Saturday, August 21, 2010

My Story: Ecuador Year, Part 1

**This is the next installment of His Story:My Life. To catch up on the first portions of the story, feel free to jump over here.**

Just Getting There Was an Adventure

I have avoided writing this chapter. If you could have seen the skillful procrastination techniques that have gone into the avoidance, they might have impressed you, or saddened you. To put into words all that happened in that one pivotal year is, to some degree, to have to walk through it, yet again. It no longer shatters me, as many, many years have passed since this one pivotal year in my life, but to spell it out is vulnerable and slightly scary. I had a counselor, for a short time, who asked me to write about what happened down there in that small South American country. She knew my love of writing and thought that it might be helpful for me to express, through my love of words, what took place. Oh how I hated her for that. She tainted my gift with ugly words, and I hated the words that spilled out, evil that oozed, and I wrote it for her, forming into creation on paper the sin that took place, but then stopped going to sit in her office and allow her to pick open my heart; and then I stopped writing. For years. It was all just too ugly, seemed unredeemable. 

But the year that I lived in Ecuador wasn’t all bad, and it’s important to remember that there were some very beautiful things that happened there, some wonderful friends were made there, who, thanks to the power of facebook, have recently reconnected with. Some very fun times were had while I lived there. I’ll start there.

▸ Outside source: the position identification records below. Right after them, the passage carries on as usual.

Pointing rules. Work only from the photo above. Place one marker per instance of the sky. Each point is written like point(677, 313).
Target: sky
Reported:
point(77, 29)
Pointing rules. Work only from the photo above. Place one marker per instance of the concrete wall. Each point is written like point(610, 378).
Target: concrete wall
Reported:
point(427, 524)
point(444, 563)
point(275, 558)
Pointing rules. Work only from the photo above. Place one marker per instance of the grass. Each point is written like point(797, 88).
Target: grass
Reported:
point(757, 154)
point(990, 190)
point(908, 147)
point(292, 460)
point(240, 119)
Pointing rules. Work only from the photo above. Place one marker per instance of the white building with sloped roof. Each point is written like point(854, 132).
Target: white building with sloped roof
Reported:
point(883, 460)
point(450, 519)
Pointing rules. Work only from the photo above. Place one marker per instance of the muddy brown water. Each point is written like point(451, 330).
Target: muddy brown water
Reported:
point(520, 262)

I spoke a small amount of Spanish, four years worth of Spanish class in junior high and high school, only to realize that I hadn’t the foggiest idea of how to put together a full sentence in Spanish, but could recall a few vocabulary words, which weren’t really that helpful. But when the day arrived to leave, my folks had driven my to New Orleans to pick up the flight, and gave tearful, fearful goodbyes right up until I boarded the plane. We had a layover in San Jose, which turned out to be about 8 hours longer than the scheduled one-hour layover, and I remember sitting on the blue short carpet that was full of dirt and smelled of old cheese. I sat in this small, foreign airport, kicking myself for packing my fat, little pocket dictionary in my suitcase rather than carrying it on with me, searching frantically for a white face, someone who might speak the same language as me and yet have a clue as to what was going on and why we weren’t boarding the plane at the scheduled time.

I found a large group of people who appeared to be waiting for the same flight, and so casually slipped into their group and followed them in line, right up until I realized that they were actually leaving the airport and getting on a bus. Panic ensued and I began barking at anyone I could about whether this was the group waiting for the flight to Guayaquil. Everyone I saw said yes and I was sure that it was a communication error, but was herded onto the tourist bus nonetheless.

To this day, I do not know if the tour was arranged by the airline or airport or the city or who, but the whole lot of us who were waiting for the flight to Ecuador were given a wonderful tour of the exotic city of San Jose, Puerto Rico, winding down narrow streets laced with enchanting flowers the size of my head. We stopped at a hotel where we were served an amazing lunch, and I didn’t understand what was happening or what was being said, but just went with the herd and hoped beyond hope that we would eventually land back at the airport. We did, eventually, land back at the airport and before I knew it, the plane was in the air and we were on our way to Ecuador.